Allowing foreign equity ownership requires the free flow of capital, domestic and foreign. With Ethiopia’s low level of economic development, it cannot afford the free-outflow of capital.  Even China, a country with huge foreign currency reserves and at a higher level of economic development than Ethiopia, restricts capital flows.

Private capital is highly susceptible to speculative jitters, often for no apparent reason. In low-income developing countries like Ethiopia, there are ample economic and political reasons to make investors jittery and the jitteriness can trigger a financial crisis.  The financial crises, sparked by speculation in Malaysia, Indonesia, Thailand, and other countries in the 1990s should be a warning for Ethiopia against privatization of the large SOEs.

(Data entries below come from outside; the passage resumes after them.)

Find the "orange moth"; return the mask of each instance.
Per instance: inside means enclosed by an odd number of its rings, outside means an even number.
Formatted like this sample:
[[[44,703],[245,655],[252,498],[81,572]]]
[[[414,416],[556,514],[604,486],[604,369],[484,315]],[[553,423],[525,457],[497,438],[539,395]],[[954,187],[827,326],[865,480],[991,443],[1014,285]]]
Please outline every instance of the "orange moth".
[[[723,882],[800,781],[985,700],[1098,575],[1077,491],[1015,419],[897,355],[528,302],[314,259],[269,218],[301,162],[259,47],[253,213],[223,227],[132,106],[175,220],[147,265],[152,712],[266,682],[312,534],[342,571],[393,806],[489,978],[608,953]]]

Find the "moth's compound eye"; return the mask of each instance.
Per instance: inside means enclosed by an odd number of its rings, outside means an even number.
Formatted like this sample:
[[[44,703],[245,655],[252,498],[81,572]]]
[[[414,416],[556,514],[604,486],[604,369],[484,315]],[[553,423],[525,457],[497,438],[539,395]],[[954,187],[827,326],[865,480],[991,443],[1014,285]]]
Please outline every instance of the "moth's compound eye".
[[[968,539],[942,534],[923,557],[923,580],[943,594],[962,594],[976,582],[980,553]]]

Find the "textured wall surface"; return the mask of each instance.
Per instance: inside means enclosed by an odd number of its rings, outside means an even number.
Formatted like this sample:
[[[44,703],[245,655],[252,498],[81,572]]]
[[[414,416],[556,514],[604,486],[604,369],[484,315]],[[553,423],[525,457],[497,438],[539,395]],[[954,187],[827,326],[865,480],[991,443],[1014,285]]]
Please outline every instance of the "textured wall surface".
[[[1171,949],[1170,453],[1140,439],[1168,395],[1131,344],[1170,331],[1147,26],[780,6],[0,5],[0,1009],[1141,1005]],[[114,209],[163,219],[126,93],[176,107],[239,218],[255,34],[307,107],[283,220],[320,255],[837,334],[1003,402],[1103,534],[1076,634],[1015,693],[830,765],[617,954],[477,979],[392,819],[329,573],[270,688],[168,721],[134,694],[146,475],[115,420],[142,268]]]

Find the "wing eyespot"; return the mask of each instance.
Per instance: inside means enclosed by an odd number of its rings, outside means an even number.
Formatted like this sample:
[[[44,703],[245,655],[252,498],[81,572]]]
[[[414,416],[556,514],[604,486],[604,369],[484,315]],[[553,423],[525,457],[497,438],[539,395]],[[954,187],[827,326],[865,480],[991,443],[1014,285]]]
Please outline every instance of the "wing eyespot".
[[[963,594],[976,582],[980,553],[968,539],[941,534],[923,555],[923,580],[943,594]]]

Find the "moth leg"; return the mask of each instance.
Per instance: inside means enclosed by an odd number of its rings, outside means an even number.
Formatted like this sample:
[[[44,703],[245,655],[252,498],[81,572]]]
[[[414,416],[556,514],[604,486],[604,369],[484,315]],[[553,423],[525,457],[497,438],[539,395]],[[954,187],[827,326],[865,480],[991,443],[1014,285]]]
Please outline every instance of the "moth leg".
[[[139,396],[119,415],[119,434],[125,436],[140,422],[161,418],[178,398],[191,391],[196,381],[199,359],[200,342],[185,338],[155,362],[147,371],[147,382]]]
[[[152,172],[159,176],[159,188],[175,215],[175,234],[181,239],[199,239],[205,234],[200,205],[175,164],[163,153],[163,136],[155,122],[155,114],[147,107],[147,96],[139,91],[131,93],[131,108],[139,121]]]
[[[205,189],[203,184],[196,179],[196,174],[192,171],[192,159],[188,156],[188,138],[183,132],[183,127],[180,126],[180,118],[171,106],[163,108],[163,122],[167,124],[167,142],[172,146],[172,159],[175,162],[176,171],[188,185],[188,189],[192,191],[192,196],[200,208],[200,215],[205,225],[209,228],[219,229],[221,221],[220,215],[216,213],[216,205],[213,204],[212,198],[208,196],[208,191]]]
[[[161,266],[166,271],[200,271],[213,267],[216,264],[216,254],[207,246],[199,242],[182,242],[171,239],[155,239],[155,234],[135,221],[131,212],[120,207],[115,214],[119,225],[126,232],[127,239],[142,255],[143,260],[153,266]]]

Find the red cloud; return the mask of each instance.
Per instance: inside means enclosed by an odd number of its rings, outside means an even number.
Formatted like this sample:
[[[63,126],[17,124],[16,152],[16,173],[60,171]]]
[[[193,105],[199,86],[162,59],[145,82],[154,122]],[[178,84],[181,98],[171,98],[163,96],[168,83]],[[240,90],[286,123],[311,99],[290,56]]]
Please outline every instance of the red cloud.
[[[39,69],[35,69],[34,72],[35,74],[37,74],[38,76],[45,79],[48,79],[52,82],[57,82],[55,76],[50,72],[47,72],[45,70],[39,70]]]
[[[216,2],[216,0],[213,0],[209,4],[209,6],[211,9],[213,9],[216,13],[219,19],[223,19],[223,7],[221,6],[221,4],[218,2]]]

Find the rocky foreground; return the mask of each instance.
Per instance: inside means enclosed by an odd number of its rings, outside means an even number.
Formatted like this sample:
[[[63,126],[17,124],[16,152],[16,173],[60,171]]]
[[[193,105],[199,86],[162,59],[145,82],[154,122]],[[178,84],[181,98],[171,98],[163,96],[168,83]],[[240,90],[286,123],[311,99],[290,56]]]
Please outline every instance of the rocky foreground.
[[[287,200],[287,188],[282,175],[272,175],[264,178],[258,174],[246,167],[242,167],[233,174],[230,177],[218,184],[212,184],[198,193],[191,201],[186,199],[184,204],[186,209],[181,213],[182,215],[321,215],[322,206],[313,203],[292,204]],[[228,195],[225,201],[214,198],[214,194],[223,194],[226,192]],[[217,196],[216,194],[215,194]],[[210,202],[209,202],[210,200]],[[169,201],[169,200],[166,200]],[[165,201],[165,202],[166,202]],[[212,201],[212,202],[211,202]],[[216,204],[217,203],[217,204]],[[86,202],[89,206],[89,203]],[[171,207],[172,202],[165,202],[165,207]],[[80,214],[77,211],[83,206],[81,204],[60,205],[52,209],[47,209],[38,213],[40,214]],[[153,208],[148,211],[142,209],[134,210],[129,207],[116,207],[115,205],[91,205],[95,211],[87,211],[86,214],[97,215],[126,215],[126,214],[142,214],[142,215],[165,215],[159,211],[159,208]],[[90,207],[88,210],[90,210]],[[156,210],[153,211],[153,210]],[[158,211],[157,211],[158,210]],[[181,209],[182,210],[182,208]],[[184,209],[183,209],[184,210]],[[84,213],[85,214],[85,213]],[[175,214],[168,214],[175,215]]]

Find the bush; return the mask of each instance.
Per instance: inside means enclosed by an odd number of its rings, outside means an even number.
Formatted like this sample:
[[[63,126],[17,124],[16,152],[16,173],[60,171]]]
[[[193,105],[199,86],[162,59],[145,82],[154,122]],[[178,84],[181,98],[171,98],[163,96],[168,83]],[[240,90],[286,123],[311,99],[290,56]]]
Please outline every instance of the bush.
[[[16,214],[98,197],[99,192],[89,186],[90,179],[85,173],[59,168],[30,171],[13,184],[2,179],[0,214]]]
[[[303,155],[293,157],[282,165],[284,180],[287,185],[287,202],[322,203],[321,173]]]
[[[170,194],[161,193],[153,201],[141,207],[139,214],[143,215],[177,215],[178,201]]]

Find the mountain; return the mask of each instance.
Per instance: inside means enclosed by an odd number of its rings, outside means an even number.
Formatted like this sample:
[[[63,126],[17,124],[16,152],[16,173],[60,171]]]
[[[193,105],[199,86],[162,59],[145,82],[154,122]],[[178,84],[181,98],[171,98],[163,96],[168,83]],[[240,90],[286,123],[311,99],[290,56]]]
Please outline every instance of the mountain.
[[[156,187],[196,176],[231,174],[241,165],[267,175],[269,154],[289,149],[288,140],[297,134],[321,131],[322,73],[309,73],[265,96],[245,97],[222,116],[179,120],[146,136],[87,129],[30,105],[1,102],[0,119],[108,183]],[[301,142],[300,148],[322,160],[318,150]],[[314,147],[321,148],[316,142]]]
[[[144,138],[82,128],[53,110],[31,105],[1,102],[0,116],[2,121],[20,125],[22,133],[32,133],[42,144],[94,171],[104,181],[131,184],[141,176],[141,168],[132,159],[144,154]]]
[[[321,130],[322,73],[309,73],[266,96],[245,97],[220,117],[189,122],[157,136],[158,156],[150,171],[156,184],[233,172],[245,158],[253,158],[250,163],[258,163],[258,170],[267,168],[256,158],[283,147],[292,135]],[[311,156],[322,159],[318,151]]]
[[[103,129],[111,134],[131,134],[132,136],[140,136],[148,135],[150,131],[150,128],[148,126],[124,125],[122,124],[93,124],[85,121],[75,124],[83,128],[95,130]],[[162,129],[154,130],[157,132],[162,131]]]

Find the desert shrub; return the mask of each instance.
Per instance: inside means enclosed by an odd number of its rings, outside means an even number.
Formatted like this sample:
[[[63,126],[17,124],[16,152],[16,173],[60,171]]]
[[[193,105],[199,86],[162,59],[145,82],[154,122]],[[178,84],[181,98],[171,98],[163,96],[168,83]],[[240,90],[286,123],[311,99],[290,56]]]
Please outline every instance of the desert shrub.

The flow of capital will also destabilize the value of the Birr. Initially, as capital flows into Ethiopia because of privatization, the value of the Birr will increase, but as dividends and capital flow out of the country, the value of the Birr will decrease.  The instability in the value of the Birr will create instability in Ethiopia’s balance of trade. These fluctuations could feed speculative drives.

In situations like these, the Bank of Ethiopia (BE) intervenes in the foreign exchange market to stabilize the Birr, but with Ethiopia’s low level of international reserves, the BE may be too weak to stabilize the Birr, in view of strong speculative forces. (Remember, in 1992 George Soros, single handedly defeated the Bank of England’s policy to stabilize the Pound). Thus, instability in the value the Birr could be an added source of financial instability in Ethiopia.

If the government wishes to increase Ethiopia’s foreign exchange reserves, it should explore other options, such as reducing illicit capital outflow. In 2009 alone, Global Financial Integrity reported Ethiopia lost US $ 3. 3 billion in illegal capital outflow. In the current political situation, in which those who have illegally amassed wealth are not sure of the future, it is safe to assume that illicit capital outflow has increased, contributing to the country’s shortage of foreign exchange reserves.

The solution is clear. In the short run, the government should clamp down on illicit capital outflow, illegal exports, unreported exports (gold), and the misallocation of foreign currency. In the long run, it should promote the export of manufactured goods. These solutions, I admit, are easier to propose than to implement. I understand the huge systemic problem the Prime Minister faces, but the vast majority of the Ethiopian people are with him in his fight for economic justice.

Worku Aberra (PhD) is a professor of economics, in Montreal, Canada.